The code was for the EGR system. I know Fords like the back of my hand and do a quick look at the DPFE sensor, sure enough it's bad... I order a new on and install it...
Before I can get this car to the door the light is back on... I check it is the same code.
Change the part again the code is still there...
Order the part from Ford and the job is done...


----------



## dlane (May 31, 2016)

Guess I should of found a dodge mechanic at a reputable shop and bought my own parts for install. That's the first person that worked on my truck other than me or the dodge stealer.


----------



## 4GSR (Jun 9, 2016)

One thing to remember, if the parts are Chinese made and are branded from a USA company, not talking about the economy ones, They will be of quality materials and manufactured well.  I know this from my own personal experience dealing with with stuff built in China I deal with.  I consult for two companies that get equipment built over there.  And everything is built to our specifications, drawings, material specifications, etc.  Been working with the two companies for almost 10 years now.  We have not had any mechanical failures from inferior steels used or anything out of specifications since I've been involved. I've have visited several facilities over in China that do work for my clients also.  They will show you the stuff they scrap as being inferior and not meeting specifications.  I will say, steel being produced over there today is much better than it was 10 years ago or even 20 years ago.  Remember, Americans are the one's that put the Chinese in business making stuff for us today.  And not to drag in the Australians into the picture, they have a pretty strong presents there, too.

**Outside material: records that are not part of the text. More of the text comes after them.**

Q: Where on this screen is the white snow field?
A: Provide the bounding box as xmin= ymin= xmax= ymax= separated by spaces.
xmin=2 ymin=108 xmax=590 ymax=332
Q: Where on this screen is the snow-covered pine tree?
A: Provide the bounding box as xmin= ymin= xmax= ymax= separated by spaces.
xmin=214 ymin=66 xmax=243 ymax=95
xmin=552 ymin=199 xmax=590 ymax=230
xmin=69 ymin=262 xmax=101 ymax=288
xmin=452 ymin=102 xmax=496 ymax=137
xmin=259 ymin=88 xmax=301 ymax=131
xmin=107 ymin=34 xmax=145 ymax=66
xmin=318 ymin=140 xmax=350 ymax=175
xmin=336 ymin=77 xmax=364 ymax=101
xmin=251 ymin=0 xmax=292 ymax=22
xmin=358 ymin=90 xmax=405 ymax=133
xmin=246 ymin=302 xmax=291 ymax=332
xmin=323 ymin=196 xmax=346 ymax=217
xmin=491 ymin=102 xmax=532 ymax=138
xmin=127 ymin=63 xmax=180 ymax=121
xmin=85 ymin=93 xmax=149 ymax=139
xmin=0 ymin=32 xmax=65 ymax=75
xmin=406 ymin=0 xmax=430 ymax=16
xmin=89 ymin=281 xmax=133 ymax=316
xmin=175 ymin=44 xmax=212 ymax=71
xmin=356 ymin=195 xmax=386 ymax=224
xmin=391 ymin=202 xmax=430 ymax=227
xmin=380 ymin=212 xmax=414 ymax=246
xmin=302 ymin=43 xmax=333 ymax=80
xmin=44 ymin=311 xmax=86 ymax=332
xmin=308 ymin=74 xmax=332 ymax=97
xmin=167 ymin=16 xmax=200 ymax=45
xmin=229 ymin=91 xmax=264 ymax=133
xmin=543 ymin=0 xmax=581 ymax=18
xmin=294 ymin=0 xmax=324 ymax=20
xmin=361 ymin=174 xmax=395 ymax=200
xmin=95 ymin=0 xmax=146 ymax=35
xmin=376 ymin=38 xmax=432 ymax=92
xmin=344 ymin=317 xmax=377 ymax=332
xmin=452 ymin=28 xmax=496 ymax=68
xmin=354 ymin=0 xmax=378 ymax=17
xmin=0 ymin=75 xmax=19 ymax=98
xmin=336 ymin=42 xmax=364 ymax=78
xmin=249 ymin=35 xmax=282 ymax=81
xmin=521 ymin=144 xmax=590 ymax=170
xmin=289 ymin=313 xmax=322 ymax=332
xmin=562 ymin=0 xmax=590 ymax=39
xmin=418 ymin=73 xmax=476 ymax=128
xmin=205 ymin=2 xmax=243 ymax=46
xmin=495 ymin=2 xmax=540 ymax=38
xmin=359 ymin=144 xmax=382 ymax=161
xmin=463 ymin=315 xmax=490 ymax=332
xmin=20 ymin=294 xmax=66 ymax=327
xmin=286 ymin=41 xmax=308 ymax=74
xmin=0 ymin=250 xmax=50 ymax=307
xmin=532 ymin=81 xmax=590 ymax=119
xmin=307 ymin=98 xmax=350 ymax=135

I'm like you guys too, I will shop for name brand parts for my cars, too.  Even if it means buying from a car dealer.  We run Toyota's in my family.  My son has found a couple of Toyota parts dealers on line where we can get genuine Toyota parts from for about 30-40% less if bought from the local dealer.  One thing to keep in mind, most USA car manufactures, Chevy, Ford, and Dodge, are getting a lot of their parts made next door in Mexico, too!  I see those trains coming thru my town daily carrying cars, parts, etc., going to port of Houston to be shipped to other parts of the USA and other countries.


----------



## dlane (Jun 9, 2016)

Thanks Ken that almost set my mind at ease, but if my front end falls off I'm sueing China if I make it.


----------